December 22, 2007

Creationism in Florida: PZ and Pastafarians Productively Pummel Polk; Pinellas Prepares

It's nice to have some good news in the effort to save science education, and my alliterative headline is in no way intended to take anything away from the efforts of Wesley Elsberry, Florida Citizens for Science, or anyone else who helped make it happen.

The good news is that it appears that the Creationism-inclined members of the Polk County Board of Education are backing down from their positions that intelligent design Creationism should be taught in science classes. That leaves Pinellas County in play, as it were, but the Pastafarians already appear to be wading into that fray as well. The following excerpts come from an article in today's Tampa Tribune.

Polk Needled, Noodled In Evolution Flap

LAKELAND - Public floggings hurt, even when administered by satirical sacred noodles.

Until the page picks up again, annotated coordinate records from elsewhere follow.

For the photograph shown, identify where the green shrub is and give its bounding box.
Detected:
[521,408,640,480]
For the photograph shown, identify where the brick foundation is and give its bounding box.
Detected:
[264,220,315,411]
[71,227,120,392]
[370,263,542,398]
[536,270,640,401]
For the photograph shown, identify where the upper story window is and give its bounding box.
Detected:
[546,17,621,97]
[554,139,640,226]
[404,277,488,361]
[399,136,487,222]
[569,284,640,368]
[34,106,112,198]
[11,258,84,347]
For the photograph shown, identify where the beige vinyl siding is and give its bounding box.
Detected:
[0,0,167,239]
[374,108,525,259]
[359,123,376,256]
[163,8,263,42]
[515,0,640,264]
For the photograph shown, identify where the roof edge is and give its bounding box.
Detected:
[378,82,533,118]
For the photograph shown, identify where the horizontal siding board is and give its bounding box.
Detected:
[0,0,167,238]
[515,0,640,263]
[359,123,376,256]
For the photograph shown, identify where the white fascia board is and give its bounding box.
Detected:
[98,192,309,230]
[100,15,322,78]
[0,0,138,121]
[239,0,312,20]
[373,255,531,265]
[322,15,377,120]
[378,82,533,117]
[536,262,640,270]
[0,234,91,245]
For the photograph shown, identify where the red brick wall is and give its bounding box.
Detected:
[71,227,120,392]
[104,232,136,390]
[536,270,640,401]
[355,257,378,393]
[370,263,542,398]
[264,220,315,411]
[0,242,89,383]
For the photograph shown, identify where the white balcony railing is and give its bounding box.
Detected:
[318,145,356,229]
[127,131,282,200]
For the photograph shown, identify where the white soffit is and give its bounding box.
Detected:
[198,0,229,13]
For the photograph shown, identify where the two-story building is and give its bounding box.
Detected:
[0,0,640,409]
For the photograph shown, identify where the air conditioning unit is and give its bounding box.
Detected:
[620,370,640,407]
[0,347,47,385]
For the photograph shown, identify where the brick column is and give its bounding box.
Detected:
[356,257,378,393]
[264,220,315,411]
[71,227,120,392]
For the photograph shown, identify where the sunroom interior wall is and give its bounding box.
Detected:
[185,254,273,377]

Ask the Polk County School Board. The panel made news last month when five of its seven members declared a personal belief in the concept of intelligent design, the religiously based explanation of the development of life believed in by many Christians.

Four of those five sympathetic board members said they would like to see intelligent design taught in Polk schools as an alternative to Darwinian evolution, at a time when new state standards mentioning evolution by name for the first time are under consideration...

Yet a few weeks later, the controversy is dying with a whimper. There's no board support for a challenge to the proposed standards. Some of the five school board members blame the local newspaper for trying to start a fight.

"It's not our agenda," said Tim Harris, one of the board members. "My personal opinion and how I vote don't always jibe."

What happened? You can start with the Church of the Flying Spaghetti Monster...

...They deluged Polk school board members with e-mail demanding equal time for Flying Spaghetti Monsterism's version of intelligent design.

"They've made us the laughingstock of the world," said Margaret Lofton, a school board member who supports intelligent design. She dismissed the e-mail as ridiculous and insulting.

That's the point. The Pastafarians are part of an informal online network that can rain scrutiny and ridicule on school districts flirting with intelligent design. In Polk County, where leaders are working hard to start a polytechnic university campus and talk about attracting high-tech jobs, that's unwelcome attention...

A reporter for The Ledger in Lakeland called school board member Kay Harris Fields to ask her opinion of the pending state standards.

There's nothing pernicious about that, said The Ledger's longtime Executive Editor Skip Perez.

"We do what newspapers are supposed to do, report on what our public officials are thinking about topics of interest," Perez said.

The story quoted Fields as opposing the evolution portion of the new standards and looking for state Superintendent Gail McKinzie to say whether there was anything to be done about them locally.

"There needs to be intelligent design as well," Fields said in the story. "You need to show both sides."

Fields said later, via e-mail, she didn't realize there would be a story "on the front page of the Ledger indicating that I opposed evolution."

The newspaper followed up with a second story polling the entire board.

"And the rest is history," Fields said.

Enter the Pastafarians. And Wired Magazine. And national science blog Pharyngula. And local bloggers...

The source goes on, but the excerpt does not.